Con el acuerdo ya casi bajo el brazo, el gobierno de Alfonsín buscó durante 1984 lo que Rodríguez define como la obtención “legitimidad, además de legalidad”. Organiza
Jaime Rosemberg — LA vueLtA A LA demoCrACIA eN eL pAís y LA LLegAdA AL poder de ALfoNsíN revIvIeroN LAs NegoCIACIoNes
una consulta popular no vinculante para que la ciudadanía apruebe o desapruebe el tratado, mientras sostiene una intensa campaña de divulgación sobre el acuerdo.
Una gran tarea le cupo a Caputo, que en un ya célebre debate televisivo de dos horas conducido por el periodista Bernardo Neustadt con el senador peronista Vicente Saadi logró sacar ventajas y descartar los argumentos de la oposición, que calificaba de “entreguista” al gobierno radical.

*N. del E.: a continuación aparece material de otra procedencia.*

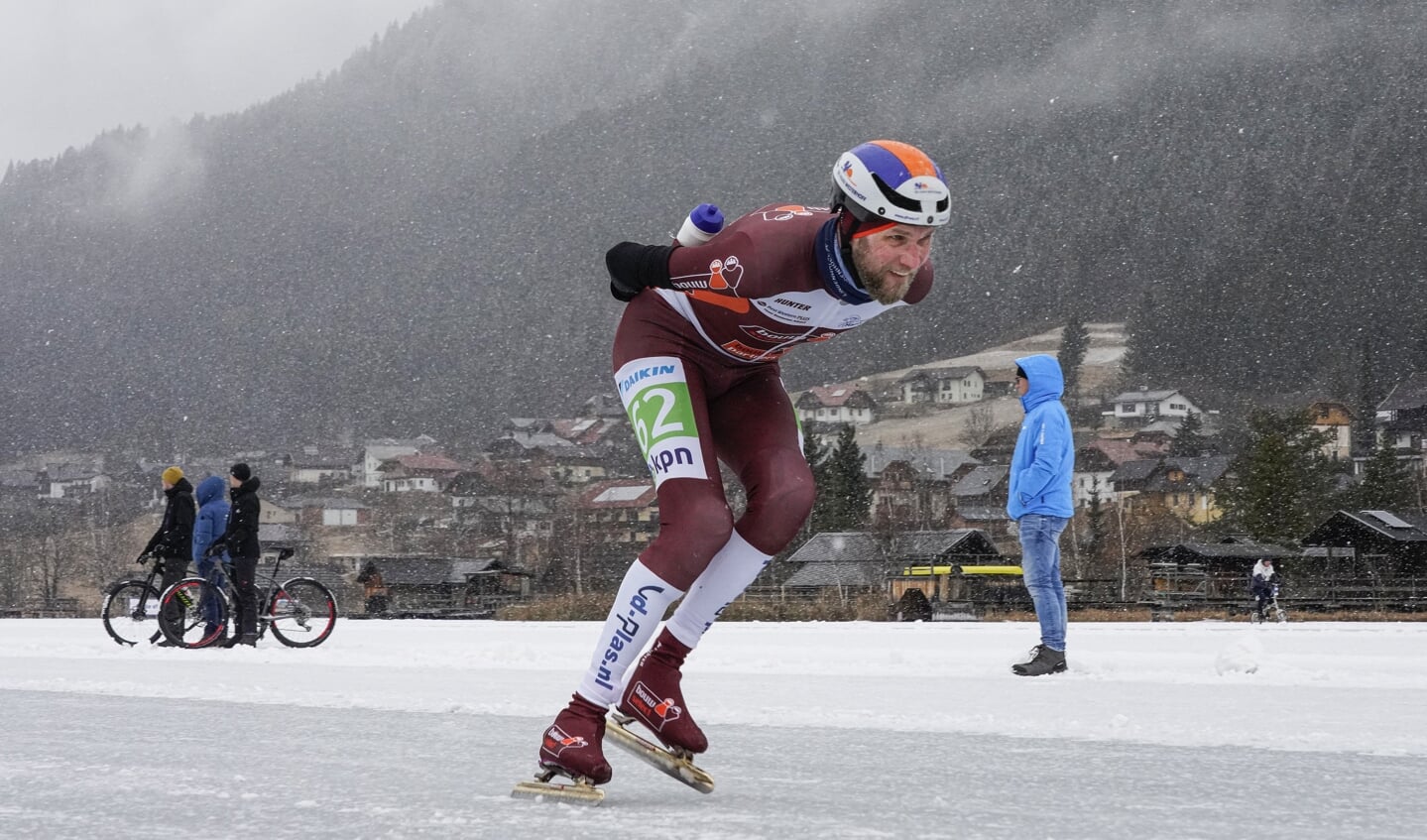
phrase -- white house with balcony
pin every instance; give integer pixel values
(836, 404)
(943, 385)
(1136, 408)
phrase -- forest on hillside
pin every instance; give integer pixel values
(415, 241)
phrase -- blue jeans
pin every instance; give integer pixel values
(1040, 566)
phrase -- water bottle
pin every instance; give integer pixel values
(699, 227)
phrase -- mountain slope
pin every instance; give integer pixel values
(416, 241)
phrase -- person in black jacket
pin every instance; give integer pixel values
(240, 540)
(172, 543)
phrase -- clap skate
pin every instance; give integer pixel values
(571, 748)
(654, 699)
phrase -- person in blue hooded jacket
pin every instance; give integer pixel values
(1039, 501)
(211, 521)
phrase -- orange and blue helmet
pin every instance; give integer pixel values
(891, 182)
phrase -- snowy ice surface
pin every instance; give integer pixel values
(418, 729)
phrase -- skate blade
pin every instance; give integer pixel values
(574, 793)
(656, 756)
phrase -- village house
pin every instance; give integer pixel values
(67, 481)
(618, 512)
(838, 404)
(1182, 487)
(309, 466)
(1137, 408)
(379, 451)
(979, 502)
(912, 487)
(1401, 419)
(426, 474)
(1333, 420)
(943, 385)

Un Saadi confundido, buscando argumentos entre sus papeles, y tildando de “pura cháchara” las posturas del canciller, contrastó con la imagen tranquila y reposada de Caputo, días antes de que una mayoría abrumadora de más del 80 por ciento de la población se expresara en favor del sí.
El 29 de noviembre de 1984, Caputo y Del Valle firmaron en el Vaticano, ante la mirada atenta del cardenal Casaroli, el tratado que le puso fin al conflicto limítrofe. Y aunque la posterior aprobación del Congreso costaría demasiado (la oposición del PJ hizo que en el Senado el sí ganara por un solo voto), el objetivo se cumplió. Un mes después la junta militar chilena, en su papel de Poder Legislativo, dio también su aprobación. El 2 de mayo de 1985 ambos cancilleres intercambiaron, también en la Santa Sede, y con la presencia de Juan Pablo II, los instrumentos de ratificación del tratado.
El 30 de octubre de 2009, al cumplirse 25 años de aquella firma, ambos países sellaron en Chile un nuevo acuerdo, el Tratado de Maipú, rubricado por las entonces presidentas Cristina Fernández de Kirchner y Michelle Bachelet, con el propósito de reforzar la integración y la cooperación en las áreas cultural, social, económica y comercial.
Cuatro décadas después de haberse suscripto el Tratado de Paz y Amistad, las disputas por soberanía entre la Argentina y Chile, que estuvieron a punto de terminar en conflicto armado, son hoy parte de la historia.